My African dresses would give me something to be proud of. Although I didn’t speak the language and I hardly ever touched fufu, I never felt more Nigerian than when I was wearing rapa, a blouse, and a headdress. Or even a long dress with colored stones (or stones of color?) and patterns.
When my entire family would go out to parties, we were a sight to see. My siblings and I would usually wear matching outfits – me and my sister and then my brothers in corresponding colors. We looked like an African-inspired choir, there were so many of us. Once, my Mom made us outfits out of a warm gold material. It was patterned with raised shells all over: the boys wore long seemingly oversized shirts that fell at the knee. They would also wear drawstring pants out of the same material. My sister and I had matching blouses and wrap skirts. Our mother would help us put on a headscarf and suddenly our headdresses were our crowns and our dresses our ball gowns.
My mother and father would frequently mix and match materials from each other’s outfits.
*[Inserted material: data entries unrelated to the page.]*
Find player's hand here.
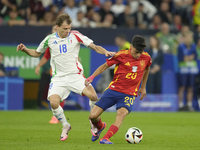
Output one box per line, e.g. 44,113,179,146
105,51,116,57
138,87,146,100
35,66,40,76
85,75,94,86
17,43,27,52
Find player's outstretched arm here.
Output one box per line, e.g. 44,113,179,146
85,62,110,86
138,67,150,100
35,56,49,75
88,43,115,57
17,43,42,57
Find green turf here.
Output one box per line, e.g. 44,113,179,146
0,110,199,150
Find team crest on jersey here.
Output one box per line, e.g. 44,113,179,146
132,66,138,72
140,60,145,70
68,37,72,44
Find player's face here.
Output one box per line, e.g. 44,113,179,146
57,21,71,38
130,45,143,59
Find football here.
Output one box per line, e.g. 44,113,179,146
125,127,143,144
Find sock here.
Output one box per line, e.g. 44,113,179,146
52,105,68,127
89,119,98,133
187,101,192,107
60,100,65,108
92,118,103,130
89,100,97,110
103,125,118,139
179,101,184,108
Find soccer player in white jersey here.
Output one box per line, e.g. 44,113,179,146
17,13,115,141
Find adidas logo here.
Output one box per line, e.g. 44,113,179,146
52,40,57,44
125,62,130,66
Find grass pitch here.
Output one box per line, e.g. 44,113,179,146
0,110,199,150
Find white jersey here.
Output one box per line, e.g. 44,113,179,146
36,30,93,77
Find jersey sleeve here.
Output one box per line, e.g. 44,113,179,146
44,47,50,60
146,56,152,68
36,35,50,53
106,54,120,66
71,30,93,47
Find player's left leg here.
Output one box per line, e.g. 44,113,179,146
82,84,98,101
68,74,99,135
99,107,129,144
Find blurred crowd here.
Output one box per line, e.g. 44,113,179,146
0,0,200,29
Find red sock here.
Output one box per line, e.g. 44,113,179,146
92,118,103,130
103,125,118,139
60,100,65,108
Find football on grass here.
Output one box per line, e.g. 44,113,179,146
125,127,143,144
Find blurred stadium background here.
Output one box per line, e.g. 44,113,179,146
0,26,199,112
1,1,200,149
0,0,200,111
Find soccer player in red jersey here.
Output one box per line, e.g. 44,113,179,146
85,35,152,144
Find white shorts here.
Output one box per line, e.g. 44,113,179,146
47,74,87,100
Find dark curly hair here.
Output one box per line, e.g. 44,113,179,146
131,35,146,52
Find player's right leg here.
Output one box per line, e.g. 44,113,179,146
89,89,118,142
89,105,106,141
48,78,71,141
49,94,71,141
49,100,65,124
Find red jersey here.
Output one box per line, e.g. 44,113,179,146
106,49,152,96
44,47,50,60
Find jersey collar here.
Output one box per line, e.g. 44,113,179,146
55,32,71,38
128,48,132,55
55,32,60,38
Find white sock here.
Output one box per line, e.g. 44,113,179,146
52,105,68,127
89,100,97,110
179,101,184,108
187,101,192,107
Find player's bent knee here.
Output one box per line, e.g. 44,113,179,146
50,101,59,109
89,94,98,101
89,113,98,120
117,108,129,117
117,112,126,119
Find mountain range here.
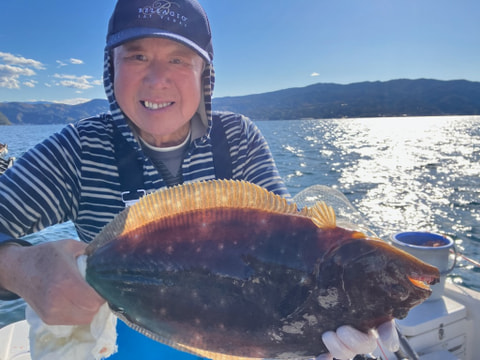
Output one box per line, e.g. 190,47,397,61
1,79,479,125
0,99,109,126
For example, My dad’s pants would be made out of the same material as my mother’s headdress and skirt and they would wear the same color tops. But they were always the most impressive when they wore the same material from head to toe. My favorite outfit was when they both wore white lace outfits with rhinestones all over. My Daddy’s top would reach all the way to his ankles and when he stretched his arms out at his sides, he looked like he was swooping in to our home with white lacey mega-wings. He then wore a regal cap on his head – always black with red hand painted swirls and colored stones.
My Mommy always played the queen next to my Dad’s king. A short chubby lady, my mother rarely cared about her appearances. Around the house she would frequently wear pants with holes or shirts that were clearly the result of an accident in the laundry room. Mommy, did not care. However, when there was a party, all of a sudden, the swan emerged. I remember watching her tie the rapa round and round her waist. She would often ask me to hold the corners of it as she pulled the ends of the rapa. Finally, she would tie the two corners into a knot and fold into her skirt. Sometimes when she had gained weight, I felt like a servant in the days when women wore corsets-yanking and pulling the material until she could tie it. Afterwards, there would be a search for Mommy’s shoes. It would often take her a half an hour just to find a pair of shoes she felt she could wear with her outfit.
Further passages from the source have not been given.